The Anti-smacking legislation that was adopted in Sweden in 1979, indeed adopted by a minority Government , eager to cut a profile politically, was formulated in a rather disastrous way. It said "A child may not be exposed to corporal chastisement or other insulting treatment". (SFS 1979 No 122, adopted 22 March 1979). It does not require any legal training to see that this is a completely nutty formulation : Most small children do not have sufficient linguistic command to understand that a comment is ‘insulting’ and there is no bottom age limit set. In fact, when the matter was brought before the European Commission of Human Rights in the case Blom and Others vs Sweden (Appl. 8811/79, inadmissible 13 May 1983, press releases B (80) 14, B (84) 21), the Swedish Government Agent suggested that the provision was not meant to be taken seriously, and consequently nothing to complain about. However, it turned out that personnel in schools and day-homes taught the children that it was criminal for their parents to spank them or somehow hit them, and the cases that attracted most publicity was naturally those in which children informed upon their parents and the parents were subjected to criminal proceedings. It goes without saying that the atmosphere in such a family thereafter was less than harmonious, and it was not unnatural that the social authorities thought it best to take the little informers into public care. A powerful tool had been put into the hands of the naughty little children, getting into their difficult teens, and it was often used although, at least in the beginning, these cases were mostly – but not always – dismissed in the courts.

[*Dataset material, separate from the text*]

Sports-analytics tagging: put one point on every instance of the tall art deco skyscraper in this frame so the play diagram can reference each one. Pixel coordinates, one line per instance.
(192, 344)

But there were other informers around – neighbours, disgruntled spouses, and career-prone social bureaucrats – and the governmental authorities thought it to be ‘progressive’ to drown the population with propaganda how good it was that corporal chastisement was outlawed in Sweden. They even invested resources in producing leaflets in Finnish and other foreign languages to tell passing tourists that when in Sweden spanking their kids was not permitted, whatever mischief the kids had done – as e.g. the older ones beating the younger ones, a rather frequent case. The way Emil was locked up in the wood cabin in Astrid Lindgren’s popular books was now criminal.
Of course, the usefulness of this kind of legislation was never put to the test, sociological or other. Nobody has ever proven that it has done
any good to family life or children’s behaviour; such studies were taboo. To the social bureaucracy, the existence of the legislation was a
triumph, emphasizing their enormous importance and securing good work opportunities, and the social bureaucracy increased in numbers all the time and became an important voter group that could not be ignored by the political parties. Consequently, this ridiculous piece of
legislation is still with us.
It should be added that assault and battery – misshandel in Swedish – was always criminalized in Sweden, but it was not until the arrival of
the anti-spanking provision in 1979 that it went nuts. The principle proclaimed is that you may not do to your children what you cannot do to
your neighbour or a passer-by in the street.
I do not think that this Swedish legislation travels well to foreign countries.